The image encoder to use if any.

Parameters:

Name Type Description Default
tokenizer Tokenizer

The tokenizer to use.

required
image_encoder Optional[ImageEncoder]

The image encoder to use if any.

required
audio_encoder Optional[AudioEncoder]

The audio encoder to use if any.

required
Source code in src/mistral_common/tokens/tokenizers/base.py
def __init__(
    self, tokenizer: Tokenizer, image_encoder: Optional[ImageEncoder], audio_encoder: Optional[AudioEncoder]
) -> None:
    r"""Initialize the instruct tokenizer.

    Args:
        tokenizer: The tokenizer to use.
        image_encoder: The image encoder to use if any.
        audio_encoder: The audio encoder to use if any.
    """

decode(tokens, special_token_policy=None) abstractmethod

Convert token ids to string

Parameters:

Name Type Description Default
tokens List[int]

The token ids to decode.

required
special_token_policy Optional[SpecialTokenPolicy]

The policy to use for special tokens. Passing None will default to self._special_token_policy for Tekkenizer and SpecialTokenPolicy.IGNORE for SentencePieceTokenizer. Note that passing None will be deprecated and special_token_policy will default to SpecialTokenPolicy.IGNORE in mistral_common=1.10.0.

None

Returns:

Type Description
str

The decoded string.

Source code in src/mistral_common/tokens/tokenizers/base.py
@abstractmethod
def decode(self, tokens: List[int], special_token_policy: Optional[SpecialTokenPolicy] = None) -> str:
    r"""Convert token ids to string

    Args:
        tokens: The token ids to decode.
        special_token_policy: The policy to use for special tokens.
            Passing `None` will default to `self._special_token_policy` for
            [Tekkenizer][mistral_common.tokens.tokenizers.tekken.Tekkenizer] and `SpecialTokenPolicy.IGNORE`
            for [SentencePieceTokenizer][mistral_common.tokens.tokenizers.sentencepiece.SentencePieceTokenizer].
            Note that passing `None` will be deprecated and `special_token_policy` will default to
            `SpecialTokenPolicy.IGNORE` in `mistral_common=1.10.0`.

    Returns:
        The decoded string.
    """

encode_fim(request) abstractmethod

FIM request to Tokenized object

Parameters:

Name Type Description Default
request FIMRequestType

The FIM request to encode.

required

Returns:

Type Description
TokenizedType

The tokenized FIM request.

Source code in src/mistral_common/tokens/tokenizers/base.py
@abstractmethod
def encode_fim(self, request: FIMRequestType) -> TokenizedType:
    r"""FIM request to Tokenized object

    Args:
        request: The FIM request to encode.

    Returns:
        The tokenized FIM request.
    """

encode_instruct(request) abstractmethod

Instruct request to Tokenized object

Parameters:

Name Type Description Default
request InstructRequestType

The instruct request to encode.

required

Returns:

Type Description
TokenizedType

The tokenized instruct request.

Source code in src/mistral_common/tokens/tokenizers/base.py
@abstractmethod
def encode_instruct(self, request: InstructRequestType) -> TokenizedType:
    r"""Instruct request to Tokenized object

    Args:
        request: The instruct request to encode.

    Returns:
        The tokenized instruct request.
    """

encode_transcription(request) abstractmethod

Encodes an audio transcription request into a tokenized format.

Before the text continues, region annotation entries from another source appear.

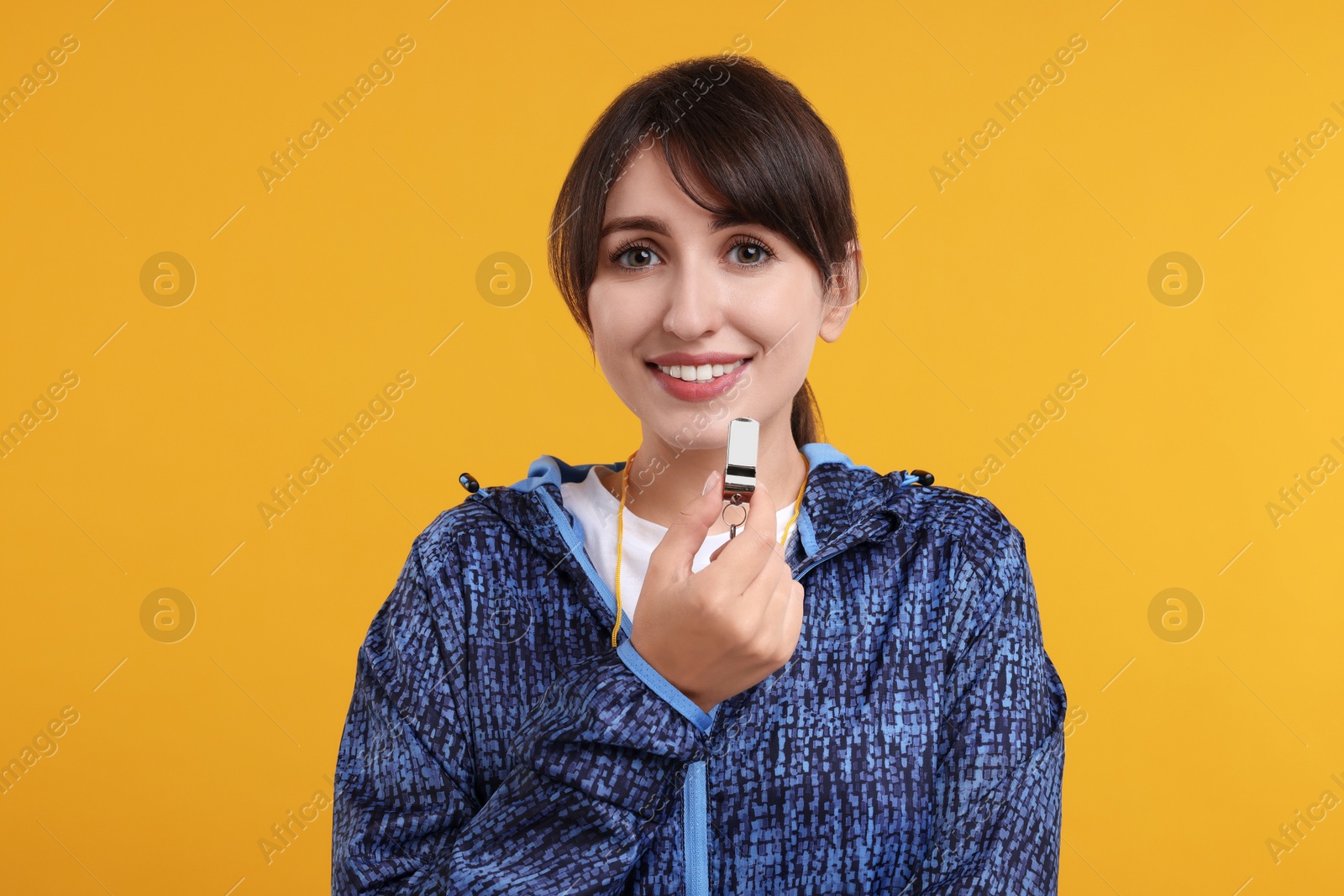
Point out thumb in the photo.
[649,470,723,578]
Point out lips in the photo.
[648,356,751,401]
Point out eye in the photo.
[728,237,774,267]
[610,244,661,267]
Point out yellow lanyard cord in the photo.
[612,448,811,647]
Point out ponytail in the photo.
[789,379,825,448]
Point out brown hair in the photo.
[549,54,858,446]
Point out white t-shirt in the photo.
[560,464,795,621]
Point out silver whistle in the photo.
[723,417,761,538]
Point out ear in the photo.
[817,239,863,343]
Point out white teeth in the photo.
[659,359,746,383]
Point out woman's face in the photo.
[589,148,858,448]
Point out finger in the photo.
[742,556,793,637]
[711,479,780,594]
[648,470,723,580]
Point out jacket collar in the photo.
[468,442,910,591]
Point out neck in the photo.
[600,414,808,535]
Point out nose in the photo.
[663,254,724,343]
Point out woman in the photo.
[332,56,1066,896]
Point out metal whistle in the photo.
[723,417,761,538]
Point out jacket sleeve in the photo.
[332,533,711,896]
[910,516,1067,896]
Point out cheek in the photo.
[589,284,657,367]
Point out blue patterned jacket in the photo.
[332,442,1066,896]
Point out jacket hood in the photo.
[466,442,918,634]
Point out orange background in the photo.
[0,0,1344,896]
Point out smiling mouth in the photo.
[648,358,750,383]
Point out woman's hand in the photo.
[630,470,804,712]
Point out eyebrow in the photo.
[598,215,754,239]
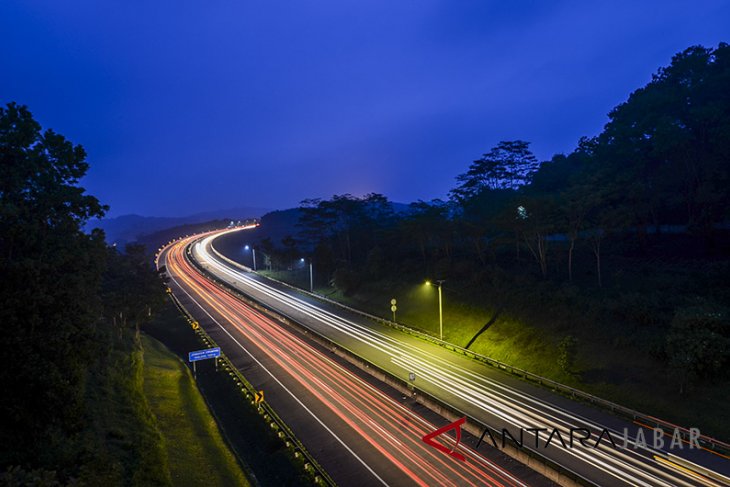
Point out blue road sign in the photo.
[188,347,221,362]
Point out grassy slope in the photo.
[80,331,171,486]
[267,272,730,439]
[142,335,249,486]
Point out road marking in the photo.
[165,250,388,486]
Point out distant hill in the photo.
[135,219,231,254]
[86,207,269,246]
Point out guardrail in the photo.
[210,238,730,453]
[168,286,337,487]
[193,242,598,487]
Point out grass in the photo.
[79,330,171,486]
[141,335,250,486]
[144,302,312,487]
[262,272,730,440]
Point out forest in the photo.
[0,103,169,485]
[218,43,730,434]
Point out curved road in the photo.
[192,229,730,487]
[158,237,546,486]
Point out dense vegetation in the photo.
[223,44,730,432]
[0,103,169,485]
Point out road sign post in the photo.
[188,347,221,375]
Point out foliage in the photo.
[558,335,578,372]
[667,303,730,392]
[0,103,164,484]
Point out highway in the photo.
[159,237,548,486]
[186,229,730,487]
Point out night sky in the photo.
[0,0,730,216]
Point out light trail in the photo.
[165,240,525,486]
[193,232,720,487]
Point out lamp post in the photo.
[299,257,314,293]
[243,245,256,271]
[426,279,445,341]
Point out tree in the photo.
[597,43,730,240]
[558,335,578,372]
[451,140,539,202]
[0,103,106,464]
[666,303,730,393]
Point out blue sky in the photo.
[0,0,730,216]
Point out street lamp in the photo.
[299,257,314,293]
[426,279,445,341]
[243,245,256,271]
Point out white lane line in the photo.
[165,248,388,486]
[195,236,704,482]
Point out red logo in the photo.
[421,417,466,462]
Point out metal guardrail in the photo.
[193,242,597,487]
[169,286,337,487]
[211,243,730,453]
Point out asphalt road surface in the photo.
[160,234,549,486]
[182,229,730,486]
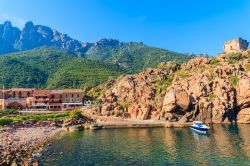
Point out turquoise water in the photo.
[40,125,250,166]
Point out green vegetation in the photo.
[0,43,191,89]
[120,103,129,110]
[228,75,239,87]
[0,109,17,116]
[210,59,220,66]
[156,75,174,95]
[175,71,189,79]
[227,52,243,64]
[86,42,192,73]
[247,64,250,72]
[209,94,217,100]
[0,47,126,89]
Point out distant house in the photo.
[224,38,249,53]
[0,88,83,111]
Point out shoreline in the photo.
[97,119,192,129]
[0,126,64,165]
[0,117,245,165]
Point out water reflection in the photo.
[41,125,250,165]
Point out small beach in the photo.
[0,126,63,165]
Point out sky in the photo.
[0,0,250,55]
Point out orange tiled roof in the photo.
[51,89,83,93]
[9,88,35,91]
[33,90,50,96]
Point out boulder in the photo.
[237,108,250,124]
[162,89,190,112]
[237,76,250,109]
[137,106,150,120]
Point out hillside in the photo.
[88,50,250,123]
[85,39,192,73]
[0,47,126,88]
[0,21,193,88]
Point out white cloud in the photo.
[137,16,148,21]
[0,14,26,28]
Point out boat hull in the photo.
[190,126,208,133]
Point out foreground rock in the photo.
[87,51,250,123]
[237,108,250,123]
[0,127,62,165]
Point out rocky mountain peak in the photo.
[0,21,86,54]
[95,38,120,46]
[86,50,250,123]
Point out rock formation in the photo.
[87,51,250,123]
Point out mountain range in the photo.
[0,21,192,88]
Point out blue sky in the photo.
[0,0,250,55]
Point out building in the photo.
[224,38,249,53]
[27,90,50,110]
[0,88,83,111]
[0,88,34,110]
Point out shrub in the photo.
[69,109,82,118]
[210,59,220,66]
[175,71,189,78]
[0,109,17,116]
[247,64,250,72]
[120,103,129,110]
[209,94,217,100]
[0,118,13,126]
[156,75,173,94]
[229,75,239,87]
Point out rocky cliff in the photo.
[89,51,250,123]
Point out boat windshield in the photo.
[195,122,203,126]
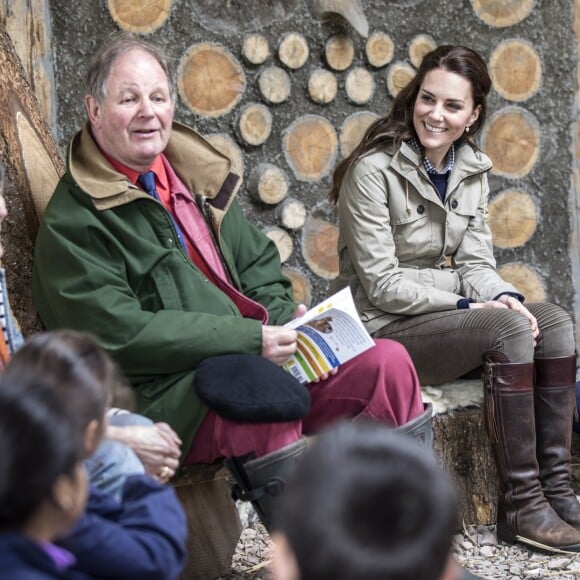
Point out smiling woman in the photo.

This method processes a transcription request containing audio data, encodes the user message, and returns the tokenized output.

Parameters:

Name Type Description Default
request TranscriptionRequest

The transcription request object containing the audio data to be encoded.

required

Returns:

Type Description
Tokenized

The tokenized representation of the audio data, including processed audio and tokens

Source code in src/mistral_common/tokens/tokenizers/base.py
@abstractmethod
def encode_transcription(self, request: TranscriptionRequest) -> TokenizedType:
    r"""
    Encodes an audio transcription request into a tokenized format.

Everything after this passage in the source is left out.